You may want to contact your local library for the blind or other related programs. There are also resources like that for deaf audiences and other disabilities.
-- Bill Conerly
Many years ago, I was a young professor teaching economics, and I had a blind student enroll in Econ 101. I taught a very graphical course, with lots of supply and demand charts. Here's what I did. When I drew a line on a chart, I would describe it while I drew. ("The demand curve is downward sloping, from the Northwest corner to the Southeast corner.") A couple of weeks later, I realized that the entire class was doing a little better than normal. One reason was that I was reinforcing orally what they were seeing visually. Also, my words helped them sort out what was important from what was incidental. (For instance, if I drew the demand curve as a straight line, was I saying that they were straight? I told the class, listen to what I say. If I don't mention that it is straight, then it doesn't have to be.)

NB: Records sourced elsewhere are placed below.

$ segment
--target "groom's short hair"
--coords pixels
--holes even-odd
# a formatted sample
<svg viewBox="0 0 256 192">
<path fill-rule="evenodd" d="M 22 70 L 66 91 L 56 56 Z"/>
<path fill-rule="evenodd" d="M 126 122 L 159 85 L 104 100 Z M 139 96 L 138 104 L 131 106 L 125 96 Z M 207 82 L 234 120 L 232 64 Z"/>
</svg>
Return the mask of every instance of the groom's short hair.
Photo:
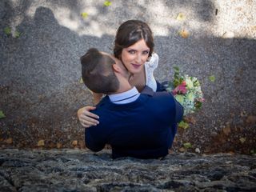
<svg viewBox="0 0 256 192">
<path fill-rule="evenodd" d="M 90 48 L 81 57 L 82 78 L 93 92 L 109 94 L 119 88 L 119 81 L 113 70 L 115 63 L 109 55 Z"/>
</svg>

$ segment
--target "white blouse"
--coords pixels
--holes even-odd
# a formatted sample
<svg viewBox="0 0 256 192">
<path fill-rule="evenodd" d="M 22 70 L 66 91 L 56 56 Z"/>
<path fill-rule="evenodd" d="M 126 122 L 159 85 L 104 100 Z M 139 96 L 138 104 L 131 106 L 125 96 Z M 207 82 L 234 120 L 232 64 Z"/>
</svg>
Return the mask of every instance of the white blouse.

Well, the blind kid did a good job. I met with him once or twice during office hours and confirmed that he was getting it. He occasionally needed a little extra help, but it worked out OK.
For Econ 102, the second semester class, we began with supply and demand all over again, partially to reinforce this important basis for economics, and partially because students could take the two classes in either order, so we'd have half the class new to supply and demand, while the other half was getting a review. I remember asking the students a fairly complicated question involving shifting supply curves caused by a tax, and the effect that would have on price and quantity. I asked the new students if any of them could answer. None could. So I asked the second-semester students for an explanation. The blind kid raises his hand, then starts explaining how the lines shift, where the new intersection of supply and demand is, how that tells us the price has gone up, etc. All the new kids were stunned. They could SEE the graphs, and they still didn't understand it as well as the blind kid.
-- Mary Bryant
First of all, remember these are physical disabilities, not mental ones. Many people tend to "second shelf" people with disabilities which is exactly why it's an area I focus on.
If they have sight impairment, be extra careful to use descriptive words in your speech. No need to speak louder (many try to do that).
If they have hearing impairments, be sure to invite them to sit up front so they can read your lips. Keep them all in one section, so that you are never turning your head to make eye contact to the rest of the audience. They simply NEED to see you speak. (Not TOO slowly, yet deliberately.)
If they have physical mobility issues, don't assume they want help. They'll ask for it if they need it. Speak with them, not down to them. Recognize that even though their physical weakness may be obvious, you may need them to "brag" about their hidden strengths. We ALL have them.